I saw him the night before he ran. It was a Sunday filled with more dusk than religion and we were walking down the railroad tracks using his cigarettes as flashlights. A girl had died on the tracks a few years ago. Her name was Kelley.
We were talking about Kelley. He was sucking on smoke and saying vague things to the stars, and I was losing patience with the stubborn way he romanticized destruction.
“Well,” he said, “why wouldn’t she kill herself? There’s nothing in this shitty town.”
“Because maybe she wasn’t as pessimistic as you seem to think she was,” I said.
“Maybe she wasn’t getting laid.”
“Maybe she was tired,” he said.
“Maybe we all are.”
He rolled the Marlboro between his fingers, powdering the tops of his sneakers with ash. He looked over at me and I bit my tongue.
“Do you really think that all this gets better?” He gestured vaguely to the stars and the condom wrappers and the rusting railroad spikes, and despite the fact that he stuck the cigarette back in his mouth, his hands were shaking.
He was hoping, I could tell. Hoping I would reach through his ribs and squeeze his heart until he felt alive again.
“Yeah,” I said, watching his face. “I believe it gets better as we get older.”
He continued walking, not looking at me, not giving any indication he had heard until he took the cigarette out of his mouth and pressed it into his thumb.
“I’d love to believe you,” he said as he watched the flesh bubble. “But my entire life experience has been evidence to the contrary.”
He left at five the next morning with scars on his arms and stars in his head.

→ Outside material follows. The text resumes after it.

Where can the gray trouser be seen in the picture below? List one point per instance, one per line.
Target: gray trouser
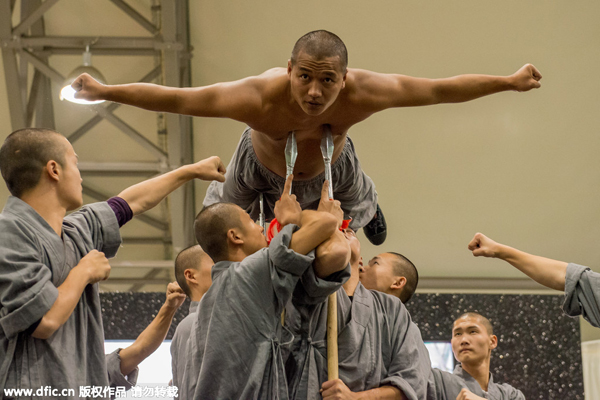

Shakespeare had told him that the constellations spell out our unavoidable and patient fates, like the nutrition facts listed on the side of a soup can, and the idea sickened him so much that he abandoned the civilized lifestyle altogether and made up his own. He was a guilty suburbanite; the worst kind, the kind who stays up at night to curse water-heaters and neatly lined prescriptions. He resented his resentment.
He resented me because I knew he was not a mystery or an artist.
He resented me because I knew he was just scared.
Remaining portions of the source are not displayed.